One Million Tokens: Do We Still Need Context Engineering?

Anthropic released Claude Opus 4.6 on February 5, and the headline number is hard to ignore: a one-million-token context window. That’s roughly 750,000 words, 1,500 pages, or 30,000 lines of code in a single prompt. For the first time, an Opus-class model can ingest an entire codebase, a full legal discovery set, or a year’s worth of financial filings and reason over them in one pass.

The immediate reaction on X was predictable. If the context window is big enough to hold everything, why bother with retrieval pipelines, chunking strategies, or any of the careful context management we’ve spent the last two years building? Is context engineering dead?
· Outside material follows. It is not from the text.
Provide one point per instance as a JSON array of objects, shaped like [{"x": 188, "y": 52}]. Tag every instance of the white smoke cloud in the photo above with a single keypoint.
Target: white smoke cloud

No. But the question is worth taking seriously, because the answer is more nuanced than “just throw everything in.”

What Actually Changed

Previous Opus models topped out at 200K tokens. More importantly, they struggled to use that full window effectively. The Chroma Research context rot study from July 2025 tested 18 models and found universal degradation as context length increased — even on simple retrieval tasks. Information buried in the middle of long contexts was effectively invisible.

Opus 4.6 represents a genuine shift. On the MRCR v2 benchmark — an eight-needle retrieval test across one million tokens — it scores 76%, compared to 18.5% for its predecessor Sonnet 4.5 and 26.3% for Google’s Gemini 3 Pro. Anthropic calls this “a qualitative shift in how much context a model can actually use while maintaining peak performance.”

That’s not marketing spin. A 76% hit rate on eight needles scattered across a million tokens is a meaningful capability that didn’t exist six months ago. It means you can load a large document set and have reasonable confidence the model will find what it needs.

But 76% is not 100%. And that gap is where context engineering lives.

The Lost-in-the-Middle Problem Hasn’t Vanished

The foundational research here is Liu et al., 2023, published in the Transactions of the Association for Computational Linguistics. The finding was a U-shaped performance curve: models attend well to content at the beginning and end of input but degrade significantly when key information sits in the middle. This is linked to how rotary positional embeddings (RoPE) bias attention toward nearby and recent tokens.

Opus 4.6 has clearly improved on this. But improved is not solved. At 256K tokens, it scores 93% on MRCR v2. At 1M tokens, that drops to 76%. That 17-point gap means that roughly one in four pieces of information in a long context will be missed. For a research assistant summarizing a report, that might be acceptable. For a financial compliance agent that cannot miss a single disclosure, it is not.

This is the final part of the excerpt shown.